Now if we fix \(X, Y\) and solve for \(t\), there are two solutions to this quadratic equation exactly when \begin {align*} (2aY)^2 - 4(a+X)b \cdot b(a-X) & >0 \\ (aY)^2 - (a+X)(a-X)b^2 & >0 \\ a^2Y^2 & > (a^2-X^2)b^2, \end {align*}
which corresponds to two distinct points on the ellipse.
Since \(a^2 Y^2 > (a^2 - X^2) b^2\), we have \(\frac {Y^2}{b^2} > 1 - \frac {X^2}{a^2}\) by dividing through \(a^2 b^2\) on both sides, i.e. \[ \frac {X^2}{a^2} + \frac {Y^2}{b^2} > 1, \] which means when the point \((X, Y)\) lies outside the ellipse.
This also holds when \(X^2 = a^2\), i.e. when the point \((X, Y)\) lies on the pair of lines \(X = \pm A\). Here, the condition is simply \(a^2 Y^2 > 0\), which gives \(Y \neq 0\). One of the tangents will be the vertical line \(X = \pm A\) (whichever one the point lies on), and the other one as a non-vertical (as shown when \(X = a\), the tangents being \(L_1\) and \(L_2\)).

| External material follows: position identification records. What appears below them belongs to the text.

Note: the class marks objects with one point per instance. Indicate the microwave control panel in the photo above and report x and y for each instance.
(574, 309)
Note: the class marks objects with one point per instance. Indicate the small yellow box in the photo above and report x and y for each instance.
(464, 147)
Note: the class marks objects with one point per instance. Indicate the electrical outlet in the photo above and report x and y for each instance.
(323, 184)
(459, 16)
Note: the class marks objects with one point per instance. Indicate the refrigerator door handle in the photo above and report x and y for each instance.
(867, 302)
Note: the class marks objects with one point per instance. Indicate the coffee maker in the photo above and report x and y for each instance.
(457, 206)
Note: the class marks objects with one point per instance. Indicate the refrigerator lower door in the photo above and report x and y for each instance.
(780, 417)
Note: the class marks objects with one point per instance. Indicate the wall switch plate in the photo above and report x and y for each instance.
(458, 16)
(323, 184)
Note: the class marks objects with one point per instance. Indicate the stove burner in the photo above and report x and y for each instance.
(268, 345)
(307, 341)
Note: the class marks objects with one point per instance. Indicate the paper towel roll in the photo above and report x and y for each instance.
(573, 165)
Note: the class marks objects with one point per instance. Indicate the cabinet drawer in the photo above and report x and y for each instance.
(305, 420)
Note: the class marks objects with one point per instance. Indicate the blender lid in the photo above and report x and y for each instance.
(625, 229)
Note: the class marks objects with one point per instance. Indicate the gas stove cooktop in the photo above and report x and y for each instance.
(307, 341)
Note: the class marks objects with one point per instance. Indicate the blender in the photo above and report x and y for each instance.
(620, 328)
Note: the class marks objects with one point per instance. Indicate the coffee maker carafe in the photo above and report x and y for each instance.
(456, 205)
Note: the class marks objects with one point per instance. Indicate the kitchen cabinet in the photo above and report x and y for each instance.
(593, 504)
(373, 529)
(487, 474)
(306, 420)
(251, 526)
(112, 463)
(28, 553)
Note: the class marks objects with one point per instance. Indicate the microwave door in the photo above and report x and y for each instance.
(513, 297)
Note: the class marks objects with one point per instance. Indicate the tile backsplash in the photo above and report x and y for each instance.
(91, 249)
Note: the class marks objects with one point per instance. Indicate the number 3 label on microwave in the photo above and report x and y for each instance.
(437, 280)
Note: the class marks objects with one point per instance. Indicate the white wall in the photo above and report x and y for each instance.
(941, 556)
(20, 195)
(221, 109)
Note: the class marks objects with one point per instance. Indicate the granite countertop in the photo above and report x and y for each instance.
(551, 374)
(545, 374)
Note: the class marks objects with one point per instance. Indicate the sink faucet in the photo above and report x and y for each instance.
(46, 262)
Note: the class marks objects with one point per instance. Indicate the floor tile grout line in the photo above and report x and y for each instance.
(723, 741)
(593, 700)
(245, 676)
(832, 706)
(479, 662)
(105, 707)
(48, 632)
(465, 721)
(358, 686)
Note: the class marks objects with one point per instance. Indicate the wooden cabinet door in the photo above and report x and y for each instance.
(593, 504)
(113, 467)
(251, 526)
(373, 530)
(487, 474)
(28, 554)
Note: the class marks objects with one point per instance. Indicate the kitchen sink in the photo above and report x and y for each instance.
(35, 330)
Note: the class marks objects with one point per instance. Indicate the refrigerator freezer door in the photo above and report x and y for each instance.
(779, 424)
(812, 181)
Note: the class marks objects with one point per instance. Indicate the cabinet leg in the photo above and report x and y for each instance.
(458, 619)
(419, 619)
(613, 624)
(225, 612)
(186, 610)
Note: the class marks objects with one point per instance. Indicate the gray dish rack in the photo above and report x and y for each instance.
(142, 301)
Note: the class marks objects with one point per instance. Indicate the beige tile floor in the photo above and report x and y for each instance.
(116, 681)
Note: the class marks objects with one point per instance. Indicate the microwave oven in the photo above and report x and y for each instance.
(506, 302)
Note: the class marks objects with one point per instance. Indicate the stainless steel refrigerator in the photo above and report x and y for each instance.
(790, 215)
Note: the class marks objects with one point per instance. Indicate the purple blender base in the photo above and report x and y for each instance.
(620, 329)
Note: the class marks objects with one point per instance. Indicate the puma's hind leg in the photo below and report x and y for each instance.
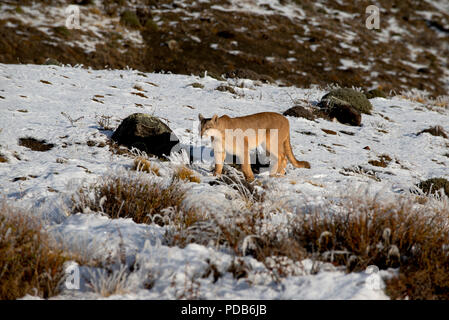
(282, 164)
(246, 165)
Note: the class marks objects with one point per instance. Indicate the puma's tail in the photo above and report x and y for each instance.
(291, 156)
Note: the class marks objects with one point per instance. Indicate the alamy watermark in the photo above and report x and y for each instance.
(373, 281)
(73, 17)
(373, 20)
(72, 280)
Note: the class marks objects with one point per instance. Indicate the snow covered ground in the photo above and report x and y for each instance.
(64, 104)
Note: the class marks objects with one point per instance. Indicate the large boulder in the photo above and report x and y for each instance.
(300, 112)
(375, 93)
(355, 99)
(146, 133)
(344, 112)
(434, 184)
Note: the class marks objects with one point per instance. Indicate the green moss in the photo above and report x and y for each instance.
(434, 184)
(356, 99)
(129, 19)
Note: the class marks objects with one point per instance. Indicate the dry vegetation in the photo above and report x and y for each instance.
(267, 43)
(405, 233)
(30, 263)
(135, 197)
(143, 164)
(185, 174)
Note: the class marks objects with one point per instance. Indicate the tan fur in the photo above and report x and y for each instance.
(240, 135)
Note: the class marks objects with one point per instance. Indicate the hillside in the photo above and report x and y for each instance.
(299, 43)
(75, 110)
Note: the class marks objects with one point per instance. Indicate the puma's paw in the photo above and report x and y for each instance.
(250, 178)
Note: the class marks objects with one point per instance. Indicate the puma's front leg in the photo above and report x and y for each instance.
(219, 160)
(246, 167)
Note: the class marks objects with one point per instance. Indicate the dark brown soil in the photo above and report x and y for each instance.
(264, 43)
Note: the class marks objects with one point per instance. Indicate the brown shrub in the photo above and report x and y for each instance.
(29, 262)
(133, 197)
(143, 164)
(386, 234)
(186, 174)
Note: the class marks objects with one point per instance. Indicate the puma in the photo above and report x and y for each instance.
(240, 135)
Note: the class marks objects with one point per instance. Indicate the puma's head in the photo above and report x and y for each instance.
(207, 125)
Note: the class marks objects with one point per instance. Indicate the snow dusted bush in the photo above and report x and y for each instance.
(30, 263)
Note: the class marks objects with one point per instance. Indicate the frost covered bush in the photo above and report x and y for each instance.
(29, 262)
(434, 184)
(133, 196)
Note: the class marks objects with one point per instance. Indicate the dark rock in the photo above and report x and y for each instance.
(355, 99)
(248, 74)
(343, 111)
(375, 93)
(51, 61)
(433, 185)
(146, 133)
(225, 34)
(224, 88)
(435, 131)
(300, 112)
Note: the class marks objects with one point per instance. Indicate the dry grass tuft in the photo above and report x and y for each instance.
(185, 174)
(29, 262)
(134, 197)
(143, 164)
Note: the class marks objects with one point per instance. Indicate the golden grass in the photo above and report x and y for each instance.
(30, 263)
(186, 174)
(143, 164)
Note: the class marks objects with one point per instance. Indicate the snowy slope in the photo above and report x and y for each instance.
(30, 107)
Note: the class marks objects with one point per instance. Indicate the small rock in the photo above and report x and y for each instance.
(146, 133)
(435, 131)
(300, 112)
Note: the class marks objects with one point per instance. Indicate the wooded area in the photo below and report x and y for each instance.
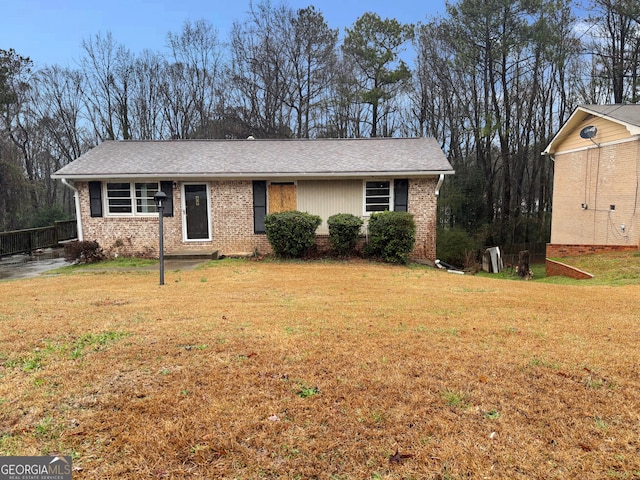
(491, 80)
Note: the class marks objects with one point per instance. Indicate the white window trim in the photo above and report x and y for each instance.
(364, 194)
(132, 197)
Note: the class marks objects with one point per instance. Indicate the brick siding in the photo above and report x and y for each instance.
(423, 206)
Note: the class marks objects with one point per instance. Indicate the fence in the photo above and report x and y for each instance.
(26, 241)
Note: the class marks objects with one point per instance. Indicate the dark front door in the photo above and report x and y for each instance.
(197, 212)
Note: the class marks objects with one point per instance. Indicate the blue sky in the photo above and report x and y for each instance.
(51, 31)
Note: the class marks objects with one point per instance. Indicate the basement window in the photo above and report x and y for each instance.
(124, 198)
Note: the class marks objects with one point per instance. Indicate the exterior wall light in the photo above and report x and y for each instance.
(160, 198)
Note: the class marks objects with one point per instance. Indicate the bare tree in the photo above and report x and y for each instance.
(193, 78)
(108, 68)
(616, 46)
(261, 70)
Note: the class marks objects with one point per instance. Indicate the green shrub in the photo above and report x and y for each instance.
(291, 234)
(86, 251)
(392, 236)
(344, 231)
(453, 246)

By Vieta’s Theorem, we have \[ pq = \frac {b(a-X)}{b(a+X)} \implies (a+X) pq = a-X, \] as desired, and \[ p + q = -\frac {-2aY}{(a+X)b} = \frac {2aY}{(a+X)b}. \]
Let \(X = 0\) for the equation in \(L\), \begin {align*} abt^2 - 2aYt + ba & = 0 \\ bt^2 - 2Yt + b & = 0 \\ Y & = \frac {b(1+t^2)}{2t}. \end {align*}
Therefore, \begin {align*} y_1 + y_2 & = \frac {b(1+p^2)}{2p} + \frac {b(1+q^2)}{2q} \\ & = \frac {b\left [(1+p^2)q + (1+q^2)p\right ]}{2pq} \\ & = 2b, \end {align*}
therefore we have \[ 4pq = (1+p^2)q + (1+q^2)p = (p+q)(1 + pq). \]
Therefore, \begin {align*} 4 \cdot \frac {a-X}{a+X} & = \frac {2aY}{(a+X)b} \cdot \frac {2a}{a+X} \\ a-X & = \frac {a^2 Y}{b(a+X)} \\ (a-X)(a+X)b & = a^2Y \\ (a^2 - X^2) b & = a^2 Y \\ 1 - \frac {X^2}{a^2} & = \frac {Y}{b} \\ \frac {X^2}{a^2} + \frac {Y}{b} & = 1, \end {align*}
as desired.